第1条 この制度は臨床微生物学と感染症検査法の進歩に呼応して,これらに関連する臨床検査の健全な発展普及を促し,有能な認定臨床微生物検査技師の養成を図り,より良質な医療を国民に提供することを目的とする.
第2条 前述の目的を達成するため,認定臨床微生物検査技師制度協議会(以下,協議会と略す)は,認定臨床微生物検査技師制度を設定し,認定臨床微生物検査技師を認定する.
第3条 本制度の維持と運営のために,協議会の下に認定臨床微生物検査技師制度審議会(以下,審議会と略す)を設置する.
第4条 協議会および審議会の組織・構成に関しては,別に認定臨床微生物検査技師制度規則施行細則(以下,施行細則と略す)に定める.

第2章 認定臨床微生物検査技師制度指定カリキュラム

第5条 審議会は,認定臨床微生物検査技師制度指定カリキュラム(以下,指定カリキュラムと略す)を定める.

第3章 認定臨床微生物検査技師制度研修施設の資格

第6条 認定研修施設の認定を申請する施設は,原則として次の各項の条件を全て満足するものであることを要する.

  1. 常勤の認定臨床微生物検査技師がいること.
  2. 細菌検査室(臨床微生物検査室,感染症検査室等)があること.
  3. 細菌検査室の年間実施検体数が1,000件以上であること.
  4. 外部精度管理に積極的に参加し,その結果が日常的に生かされていること.
  5. 指定カリキュラムに基づく臨床微生物学と感染症検査法の教育研修が可能であること.
  6. 施設に医学図書室,診療記録管理室があること.
  7. 施設に病院感染対策委員会またはそれに準ずる組織があること.

第4章 認定研修施設の認定

第7条 認定研修施設の認定は,認定臨床微生物検査技師制度協議会の責任と基準において実施する.
第8条 認定研修施設の認定を申請する施設長または所属長は,次の各項に定める申請書類を研修施設認定委員会に提出するものとする.

  1. 認定研修施設認定申請書
  2. 臨床検査実務および研修施設内容説明書
  3. 認定臨床微生物検査技師の勤務に関する証明書
  4. 教育研修計画書

第9条 研修施設認定委員会は毎年1回申請書類によって審査し認定研修施設の審査をする.
第10条 協議会会長は,研修施設認定委員会で認定研修施設として認定された検査施設に対して,協議会の議を経て「認定臨床微生物検査技師制度研修施設認定証」を交付し,協議会関連の学会誌等に発表する.
第11条 施設認定は5年毎に更新する.具体的な認定研修施設の認定の手続き等は,施行細則に定める.
第12条 研修施設は次の場合に認定が解除される.

  1. 第6条に該当しなくなったとき
  2. 研修施設の認定を辞退したとき
  3. その他,審議会が不適切と認めたとき

第5章 認定臨床微生物学検査技師申請者の資格

第13条 認定臨床微生物学検査技師の認定を申請するものは,次の各項の条件を全て満足するものであることを要する.

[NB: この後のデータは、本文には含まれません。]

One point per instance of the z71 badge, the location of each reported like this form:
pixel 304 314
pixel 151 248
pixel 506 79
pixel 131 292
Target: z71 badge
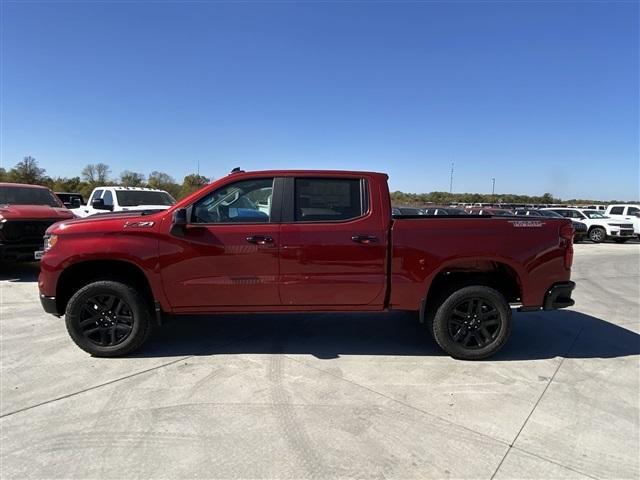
pixel 526 223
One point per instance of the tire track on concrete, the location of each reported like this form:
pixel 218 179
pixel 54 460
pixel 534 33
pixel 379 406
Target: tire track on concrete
pixel 292 429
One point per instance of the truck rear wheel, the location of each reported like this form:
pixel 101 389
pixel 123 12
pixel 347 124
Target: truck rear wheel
pixel 472 323
pixel 108 319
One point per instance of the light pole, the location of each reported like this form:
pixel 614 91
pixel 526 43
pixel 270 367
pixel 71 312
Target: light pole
pixel 451 179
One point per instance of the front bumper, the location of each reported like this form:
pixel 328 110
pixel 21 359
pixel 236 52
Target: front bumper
pixel 559 296
pixel 49 305
pixel 625 232
pixel 19 251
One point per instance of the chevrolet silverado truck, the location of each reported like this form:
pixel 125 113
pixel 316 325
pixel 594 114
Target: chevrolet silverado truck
pixel 302 241
pixel 123 199
pixel 26 211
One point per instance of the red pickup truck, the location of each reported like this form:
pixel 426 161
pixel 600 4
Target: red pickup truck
pixel 302 241
pixel 26 211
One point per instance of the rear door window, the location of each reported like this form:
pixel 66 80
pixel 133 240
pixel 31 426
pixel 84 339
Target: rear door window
pixel 108 198
pixel 329 199
pixel 96 195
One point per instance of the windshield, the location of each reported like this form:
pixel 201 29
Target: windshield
pixel 593 214
pixel 133 198
pixel 28 196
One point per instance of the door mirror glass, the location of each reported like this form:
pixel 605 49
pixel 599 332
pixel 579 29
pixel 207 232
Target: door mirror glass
pixel 180 217
pixel 98 204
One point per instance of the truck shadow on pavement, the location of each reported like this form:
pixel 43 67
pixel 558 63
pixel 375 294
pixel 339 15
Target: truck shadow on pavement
pixel 19 272
pixel 539 335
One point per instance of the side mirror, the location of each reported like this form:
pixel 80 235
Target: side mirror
pixel 98 204
pixel 179 222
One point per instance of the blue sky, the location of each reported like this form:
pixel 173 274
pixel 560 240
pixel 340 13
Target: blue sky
pixel 543 96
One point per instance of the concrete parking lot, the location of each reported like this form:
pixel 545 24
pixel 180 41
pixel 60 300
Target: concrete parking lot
pixel 328 396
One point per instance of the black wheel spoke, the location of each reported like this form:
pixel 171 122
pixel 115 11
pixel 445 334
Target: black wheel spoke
pixel 459 333
pixel 485 333
pixel 106 320
pixel 91 331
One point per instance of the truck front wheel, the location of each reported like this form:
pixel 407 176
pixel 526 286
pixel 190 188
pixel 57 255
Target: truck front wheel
pixel 108 319
pixel 472 323
pixel 597 234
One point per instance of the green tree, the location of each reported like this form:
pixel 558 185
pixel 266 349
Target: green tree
pixel 164 181
pixel 132 179
pixel 192 183
pixel 27 171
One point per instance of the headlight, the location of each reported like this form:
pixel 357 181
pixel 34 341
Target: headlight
pixel 49 242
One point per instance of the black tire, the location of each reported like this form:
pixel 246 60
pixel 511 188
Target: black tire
pixel 458 330
pixel 597 234
pixel 108 319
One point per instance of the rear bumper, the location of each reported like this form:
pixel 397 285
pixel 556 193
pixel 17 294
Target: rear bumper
pixel 49 305
pixel 559 296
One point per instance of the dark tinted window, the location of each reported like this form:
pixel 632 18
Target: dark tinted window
pixel 107 198
pixel 247 201
pixel 328 199
pixel 28 196
pixel 96 195
pixel 133 198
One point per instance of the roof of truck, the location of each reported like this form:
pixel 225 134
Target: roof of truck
pixel 289 173
pixel 26 185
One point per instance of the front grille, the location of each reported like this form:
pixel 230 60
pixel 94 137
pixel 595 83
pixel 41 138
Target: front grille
pixel 622 225
pixel 14 231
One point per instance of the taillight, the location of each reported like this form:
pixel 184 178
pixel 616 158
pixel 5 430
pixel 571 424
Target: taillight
pixel 566 235
pixel 567 232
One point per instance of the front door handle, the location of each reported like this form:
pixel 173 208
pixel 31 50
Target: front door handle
pixel 259 239
pixel 364 239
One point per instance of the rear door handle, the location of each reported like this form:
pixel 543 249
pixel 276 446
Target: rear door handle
pixel 364 239
pixel 259 239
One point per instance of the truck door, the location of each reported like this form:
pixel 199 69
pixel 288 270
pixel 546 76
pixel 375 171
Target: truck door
pixel 227 255
pixel 332 244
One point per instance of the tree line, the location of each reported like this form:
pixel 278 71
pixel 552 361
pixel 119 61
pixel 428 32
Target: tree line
pixel 99 174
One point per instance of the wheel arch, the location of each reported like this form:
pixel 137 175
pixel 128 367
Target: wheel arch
pixel 492 273
pixel 82 273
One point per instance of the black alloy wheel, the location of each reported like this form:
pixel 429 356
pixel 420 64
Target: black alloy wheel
pixel 474 323
pixel 106 320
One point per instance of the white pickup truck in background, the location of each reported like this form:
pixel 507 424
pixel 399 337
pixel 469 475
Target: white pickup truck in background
pixel 630 213
pixel 122 199
pixel 600 227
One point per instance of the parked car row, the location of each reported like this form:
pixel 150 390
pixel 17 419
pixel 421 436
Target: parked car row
pixel 619 223
pixel 26 211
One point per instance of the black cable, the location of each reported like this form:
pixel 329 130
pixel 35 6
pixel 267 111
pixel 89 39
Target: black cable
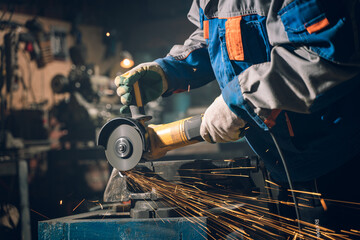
pixel 288 178
pixel 30 88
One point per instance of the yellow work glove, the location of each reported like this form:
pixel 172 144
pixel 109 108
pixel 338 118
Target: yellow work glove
pixel 152 83
pixel 220 124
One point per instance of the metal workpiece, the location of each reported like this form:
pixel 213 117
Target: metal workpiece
pixel 117 191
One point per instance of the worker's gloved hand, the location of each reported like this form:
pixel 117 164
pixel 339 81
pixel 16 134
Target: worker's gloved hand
pixel 220 124
pixel 152 83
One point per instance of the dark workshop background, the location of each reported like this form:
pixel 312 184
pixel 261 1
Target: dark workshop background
pixel 49 122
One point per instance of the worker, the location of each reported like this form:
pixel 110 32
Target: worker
pixel 287 69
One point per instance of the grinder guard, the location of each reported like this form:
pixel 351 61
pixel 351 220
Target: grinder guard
pixel 110 131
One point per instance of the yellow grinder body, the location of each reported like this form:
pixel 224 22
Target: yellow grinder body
pixel 127 141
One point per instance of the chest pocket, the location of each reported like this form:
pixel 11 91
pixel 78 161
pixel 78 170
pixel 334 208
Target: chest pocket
pixel 246 41
pixel 326 31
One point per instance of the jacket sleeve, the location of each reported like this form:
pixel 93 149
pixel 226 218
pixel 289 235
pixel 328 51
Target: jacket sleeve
pixel 188 65
pixel 307 71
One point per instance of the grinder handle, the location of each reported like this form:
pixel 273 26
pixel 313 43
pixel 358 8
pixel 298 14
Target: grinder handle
pixel 137 108
pixel 192 128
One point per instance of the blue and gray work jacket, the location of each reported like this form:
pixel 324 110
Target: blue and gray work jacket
pixel 292 67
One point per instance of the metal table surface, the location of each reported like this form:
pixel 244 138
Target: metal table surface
pixel 97 225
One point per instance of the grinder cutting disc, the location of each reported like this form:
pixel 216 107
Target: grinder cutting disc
pixel 124 148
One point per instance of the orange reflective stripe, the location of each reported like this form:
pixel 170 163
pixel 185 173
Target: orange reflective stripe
pixel 318 26
pixel 270 121
pixel 206 29
pixel 233 39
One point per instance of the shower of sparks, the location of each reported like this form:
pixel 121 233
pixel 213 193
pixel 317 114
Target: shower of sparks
pixel 39 214
pixel 78 204
pixel 230 212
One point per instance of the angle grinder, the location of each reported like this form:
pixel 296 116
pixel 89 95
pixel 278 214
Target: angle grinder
pixel 128 140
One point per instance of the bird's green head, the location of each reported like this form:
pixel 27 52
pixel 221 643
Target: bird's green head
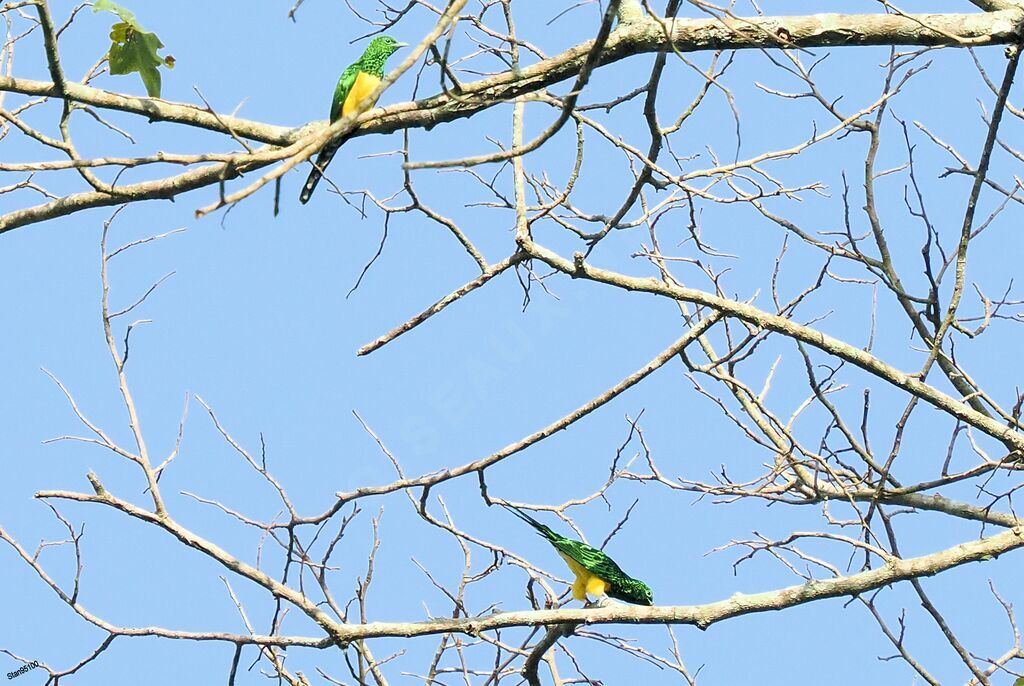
pixel 377 53
pixel 632 591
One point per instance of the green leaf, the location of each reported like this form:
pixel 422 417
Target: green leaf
pixel 133 48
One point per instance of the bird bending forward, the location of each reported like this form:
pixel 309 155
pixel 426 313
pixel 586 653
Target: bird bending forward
pixel 355 85
pixel 596 573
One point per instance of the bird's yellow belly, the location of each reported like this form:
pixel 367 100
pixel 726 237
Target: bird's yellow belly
pixel 361 89
pixel 585 582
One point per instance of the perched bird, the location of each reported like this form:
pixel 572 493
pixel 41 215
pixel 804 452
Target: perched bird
pixel 596 573
pixel 354 86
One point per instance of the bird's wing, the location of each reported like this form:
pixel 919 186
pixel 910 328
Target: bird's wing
pixel 590 558
pixel 345 84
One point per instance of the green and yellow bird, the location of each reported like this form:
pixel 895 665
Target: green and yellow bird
pixel 355 85
pixel 596 573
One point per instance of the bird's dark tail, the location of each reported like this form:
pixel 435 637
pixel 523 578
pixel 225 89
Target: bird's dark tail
pixel 543 529
pixel 323 160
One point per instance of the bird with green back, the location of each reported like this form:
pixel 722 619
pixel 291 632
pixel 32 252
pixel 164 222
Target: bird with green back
pixel 596 573
pixel 355 85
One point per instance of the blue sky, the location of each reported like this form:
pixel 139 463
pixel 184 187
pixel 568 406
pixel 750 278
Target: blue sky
pixel 256 322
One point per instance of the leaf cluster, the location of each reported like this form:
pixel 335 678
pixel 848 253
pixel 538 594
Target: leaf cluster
pixel 133 48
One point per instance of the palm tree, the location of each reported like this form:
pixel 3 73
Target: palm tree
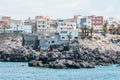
pixel 91 31
pixel 82 29
pixel 85 30
pixel 4 27
pixel 105 28
pixel 69 37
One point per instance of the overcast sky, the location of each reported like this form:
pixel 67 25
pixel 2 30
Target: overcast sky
pixel 21 9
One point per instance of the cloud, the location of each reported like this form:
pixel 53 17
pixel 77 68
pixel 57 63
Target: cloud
pixel 57 8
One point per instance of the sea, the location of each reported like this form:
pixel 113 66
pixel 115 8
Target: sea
pixel 21 71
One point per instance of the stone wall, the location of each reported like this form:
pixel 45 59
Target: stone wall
pixel 30 40
pixel 5 36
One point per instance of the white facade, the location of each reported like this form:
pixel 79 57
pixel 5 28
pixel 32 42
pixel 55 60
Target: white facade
pixel 67 27
pixel 19 27
pixel 63 34
pixel 42 24
pixel 84 21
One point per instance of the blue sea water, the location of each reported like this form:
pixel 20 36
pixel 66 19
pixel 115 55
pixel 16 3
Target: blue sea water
pixel 21 71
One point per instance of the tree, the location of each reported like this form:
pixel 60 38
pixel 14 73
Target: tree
pixel 86 30
pixel 105 28
pixel 91 31
pixel 82 29
pixel 69 37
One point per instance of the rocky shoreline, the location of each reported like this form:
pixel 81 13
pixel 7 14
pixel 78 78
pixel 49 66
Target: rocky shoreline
pixel 60 57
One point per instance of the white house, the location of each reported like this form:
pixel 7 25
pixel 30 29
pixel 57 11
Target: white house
pixel 66 27
pixel 20 26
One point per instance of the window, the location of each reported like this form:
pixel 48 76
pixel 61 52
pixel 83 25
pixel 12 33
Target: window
pixel 64 32
pixel 63 37
pixel 52 41
pixel 76 37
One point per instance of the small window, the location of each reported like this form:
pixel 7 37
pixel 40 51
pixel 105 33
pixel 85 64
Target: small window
pixel 76 37
pixel 63 37
pixel 52 41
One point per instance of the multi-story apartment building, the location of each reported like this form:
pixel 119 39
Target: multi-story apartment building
pixel 67 27
pixel 97 22
pixel 5 21
pixel 42 23
pixel 84 21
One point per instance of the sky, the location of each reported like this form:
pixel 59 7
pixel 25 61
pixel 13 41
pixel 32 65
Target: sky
pixel 21 9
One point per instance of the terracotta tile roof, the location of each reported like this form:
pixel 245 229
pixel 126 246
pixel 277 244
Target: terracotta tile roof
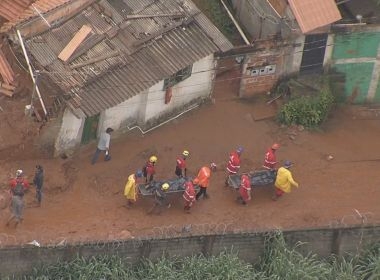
pixel 6 71
pixel 279 6
pixel 42 6
pixel 117 62
pixel 311 14
pixel 12 9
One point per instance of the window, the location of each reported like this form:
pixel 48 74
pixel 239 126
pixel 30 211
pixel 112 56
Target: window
pixel 178 77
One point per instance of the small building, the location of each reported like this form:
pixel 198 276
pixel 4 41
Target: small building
pixel 119 64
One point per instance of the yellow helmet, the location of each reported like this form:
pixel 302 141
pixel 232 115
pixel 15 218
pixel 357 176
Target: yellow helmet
pixel 165 186
pixel 153 159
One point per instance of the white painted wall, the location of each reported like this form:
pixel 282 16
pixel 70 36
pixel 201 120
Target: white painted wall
pixel 123 115
pixel 70 134
pixel 198 85
pixel 142 107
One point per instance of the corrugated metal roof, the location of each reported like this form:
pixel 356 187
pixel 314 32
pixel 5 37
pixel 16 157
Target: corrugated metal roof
pixel 151 49
pixel 42 6
pixel 6 71
pixel 311 14
pixel 279 6
pixel 12 9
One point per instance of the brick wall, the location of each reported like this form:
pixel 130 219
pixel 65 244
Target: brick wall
pixel 261 70
pixel 249 246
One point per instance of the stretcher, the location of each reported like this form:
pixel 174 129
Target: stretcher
pixel 176 185
pixel 258 178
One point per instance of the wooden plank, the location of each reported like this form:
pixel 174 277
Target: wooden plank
pixel 75 42
pixel 6 92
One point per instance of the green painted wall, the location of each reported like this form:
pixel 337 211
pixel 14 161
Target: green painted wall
pixel 355 45
pixel 357 79
pixel 377 96
pixel 354 56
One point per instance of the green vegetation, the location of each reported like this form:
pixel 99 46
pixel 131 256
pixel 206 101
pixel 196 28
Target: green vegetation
pixel 309 111
pixel 214 10
pixel 279 262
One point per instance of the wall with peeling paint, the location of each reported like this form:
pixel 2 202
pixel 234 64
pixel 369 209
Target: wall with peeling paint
pixel 356 56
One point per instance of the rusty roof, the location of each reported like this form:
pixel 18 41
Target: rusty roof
pixel 279 6
pixel 6 71
pixel 311 14
pixel 121 58
pixel 31 10
pixel 12 9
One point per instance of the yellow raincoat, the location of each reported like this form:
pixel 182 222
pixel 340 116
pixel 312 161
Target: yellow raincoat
pixel 130 188
pixel 284 180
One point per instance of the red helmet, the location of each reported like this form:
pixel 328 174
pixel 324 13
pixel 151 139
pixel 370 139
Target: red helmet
pixel 275 146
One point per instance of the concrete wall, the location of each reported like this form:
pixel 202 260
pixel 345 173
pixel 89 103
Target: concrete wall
pixel 145 109
pixel 263 67
pixel 70 133
pixel 123 115
pixel 249 246
pixel 197 86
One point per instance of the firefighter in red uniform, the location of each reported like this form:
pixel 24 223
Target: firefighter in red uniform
pixel 244 190
pixel 149 169
pixel 233 164
pixel 180 169
pixel 188 196
pixel 270 157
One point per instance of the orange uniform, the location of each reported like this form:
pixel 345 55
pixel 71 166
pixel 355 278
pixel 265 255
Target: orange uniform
pixel 203 177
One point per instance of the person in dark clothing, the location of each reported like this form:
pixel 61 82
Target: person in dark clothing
pixel 38 182
pixel 160 198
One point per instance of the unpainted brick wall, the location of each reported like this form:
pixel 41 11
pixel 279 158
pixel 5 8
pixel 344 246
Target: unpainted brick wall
pixel 252 85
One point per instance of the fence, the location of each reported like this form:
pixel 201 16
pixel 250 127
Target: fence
pixel 248 245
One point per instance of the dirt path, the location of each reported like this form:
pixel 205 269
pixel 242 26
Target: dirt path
pixel 85 202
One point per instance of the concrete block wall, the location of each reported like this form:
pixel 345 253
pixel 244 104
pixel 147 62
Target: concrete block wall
pixel 249 247
pixel 252 84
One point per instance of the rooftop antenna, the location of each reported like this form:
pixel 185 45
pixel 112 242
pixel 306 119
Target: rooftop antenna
pixel 39 13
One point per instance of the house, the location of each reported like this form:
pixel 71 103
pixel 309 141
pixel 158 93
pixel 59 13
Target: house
pixel 115 63
pixel 316 36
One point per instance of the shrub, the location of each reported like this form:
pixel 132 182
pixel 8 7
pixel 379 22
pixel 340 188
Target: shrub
pixel 309 111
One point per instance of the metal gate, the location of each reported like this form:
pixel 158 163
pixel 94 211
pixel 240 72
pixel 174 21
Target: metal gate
pixel 90 128
pixel 313 53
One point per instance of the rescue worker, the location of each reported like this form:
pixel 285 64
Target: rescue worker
pixel 38 182
pixel 130 190
pixel 270 157
pixel 188 196
pixel 244 190
pixel 284 181
pixel 233 164
pixel 18 187
pixel 149 169
pixel 180 169
pixel 203 180
pixel 103 146
pixel 160 198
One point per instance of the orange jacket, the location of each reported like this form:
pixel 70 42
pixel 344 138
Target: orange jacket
pixel 203 177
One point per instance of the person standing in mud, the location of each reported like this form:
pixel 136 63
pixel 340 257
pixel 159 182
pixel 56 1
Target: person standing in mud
pixel 38 182
pixel 284 181
pixel 103 146
pixel 18 187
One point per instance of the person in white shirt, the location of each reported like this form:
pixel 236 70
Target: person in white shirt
pixel 103 146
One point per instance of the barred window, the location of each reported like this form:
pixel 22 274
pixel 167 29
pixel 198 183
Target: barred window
pixel 178 77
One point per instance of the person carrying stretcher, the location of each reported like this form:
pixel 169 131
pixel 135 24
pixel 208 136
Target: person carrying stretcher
pixel 160 198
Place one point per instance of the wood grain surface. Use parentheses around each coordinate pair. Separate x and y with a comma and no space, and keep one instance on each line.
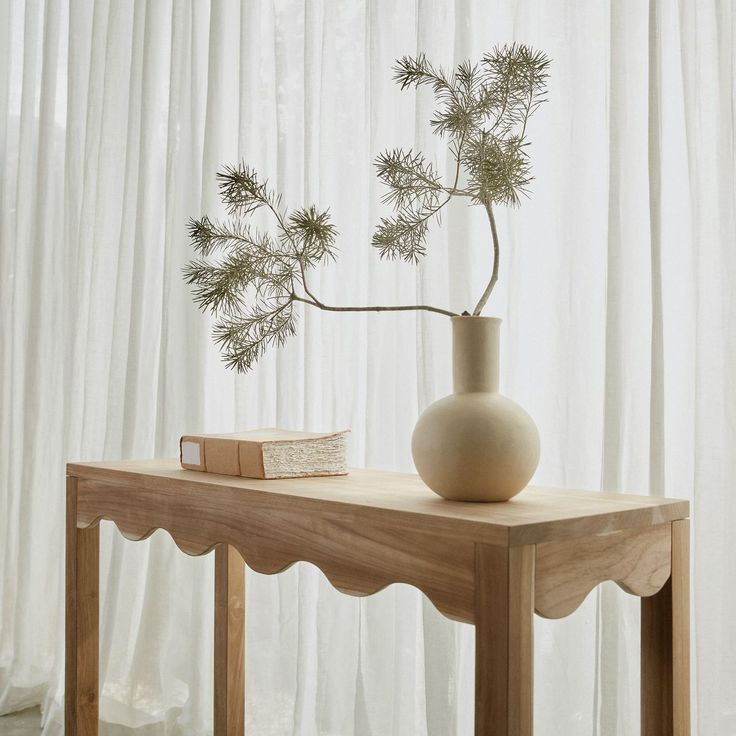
(229,651)
(81,706)
(637,559)
(504,646)
(665,647)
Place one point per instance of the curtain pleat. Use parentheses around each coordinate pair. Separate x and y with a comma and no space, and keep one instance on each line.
(616,291)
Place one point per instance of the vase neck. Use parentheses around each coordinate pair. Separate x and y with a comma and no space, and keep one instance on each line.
(475,346)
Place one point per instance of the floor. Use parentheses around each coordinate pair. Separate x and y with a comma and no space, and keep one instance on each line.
(25,723)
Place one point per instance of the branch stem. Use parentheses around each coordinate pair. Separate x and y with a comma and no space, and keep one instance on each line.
(496,257)
(399,308)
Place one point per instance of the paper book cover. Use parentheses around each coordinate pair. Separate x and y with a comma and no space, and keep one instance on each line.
(267,453)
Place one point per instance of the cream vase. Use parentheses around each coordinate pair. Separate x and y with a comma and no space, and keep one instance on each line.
(475,445)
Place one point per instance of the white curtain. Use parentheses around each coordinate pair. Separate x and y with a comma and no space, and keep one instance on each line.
(617,294)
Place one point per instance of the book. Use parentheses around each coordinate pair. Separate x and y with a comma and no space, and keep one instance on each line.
(266,453)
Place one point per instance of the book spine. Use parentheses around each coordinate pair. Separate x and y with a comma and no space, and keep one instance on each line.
(222,455)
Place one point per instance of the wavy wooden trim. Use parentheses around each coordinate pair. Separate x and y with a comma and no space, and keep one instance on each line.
(639,561)
(357,554)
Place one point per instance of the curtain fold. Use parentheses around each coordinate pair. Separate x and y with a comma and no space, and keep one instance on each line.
(616,290)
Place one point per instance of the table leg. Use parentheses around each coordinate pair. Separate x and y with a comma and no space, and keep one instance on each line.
(229,642)
(81,700)
(504,622)
(665,647)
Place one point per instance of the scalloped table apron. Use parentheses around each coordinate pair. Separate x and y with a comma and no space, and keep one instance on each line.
(491,565)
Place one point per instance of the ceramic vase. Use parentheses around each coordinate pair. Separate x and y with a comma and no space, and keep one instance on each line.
(475,445)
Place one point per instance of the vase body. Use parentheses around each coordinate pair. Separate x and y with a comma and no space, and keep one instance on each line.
(475,445)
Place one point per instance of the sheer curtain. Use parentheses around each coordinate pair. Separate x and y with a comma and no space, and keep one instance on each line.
(617,294)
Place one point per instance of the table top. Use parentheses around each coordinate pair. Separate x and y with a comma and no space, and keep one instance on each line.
(535,515)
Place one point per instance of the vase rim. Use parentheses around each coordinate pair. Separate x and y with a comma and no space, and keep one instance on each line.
(476,316)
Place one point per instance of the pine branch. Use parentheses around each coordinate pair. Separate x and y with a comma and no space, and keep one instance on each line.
(250,279)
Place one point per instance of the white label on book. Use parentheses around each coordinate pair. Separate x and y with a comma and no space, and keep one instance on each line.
(190,453)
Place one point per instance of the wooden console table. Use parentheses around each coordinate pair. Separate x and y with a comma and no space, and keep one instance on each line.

  1. 日本国の臨床検査技師免許証を有し,臨床検査技師として相応しい人格および臨床検査全般にわたる広い識見を備えていること.
  2. 臨床微生物学検査(感染症検査)に関する基本的な技術を有すること.
  3. この規則により認定された認定研修施設において,協議会の定めた教育目標を遵守した研修を5年以上の期間にわたって行なっていること.但し,認定研修施設に勤務していない申請者は別途考慮する.
  4. 臨床微生物学に関する筆頭者としての学会発表が3回以上および論文発表が3編以上(1編は筆頭者)あること.なお,学会,雑誌に関しては施行細則に定める.

第6章 認定臨床微生物検査技師の認定

第14条 資格審査および認定試験は,認定臨床微生物検査技師制度協議会の責任と基準において実施する.
第15条 認定臨床微生物検査技師認定証の有効期限は5年間とし,認定臨床微生物検査技師制度の水準を保持するため,認定更新制度を施行する.
第16条 認定証交付資格審査および認定試験および更新手続の細則については別に施行細則に定める.

第7章 認定臨床微生物検査技師の資格喪失

第17条 本協議会会長は,認定臨床微生物検査技師としてふさわしくない行為があったと認められた場合は認定臨床微生物検査技師の資格を,受験・更新資格審査委員会の審査の後に,審議会ならびに協議会の議決を経て取り消すことができる.

第8章 規則の改廃

第18条 この規則の改廃は審議会の議決を経て,協議会の承認を受けなければならない.

第9章 補則

第19条 この規則は平成15年1月1日から施行する.
第20条 認定臨床微生物検査技師制度の発足にあたり,過渡的処置による認定については,別に定める.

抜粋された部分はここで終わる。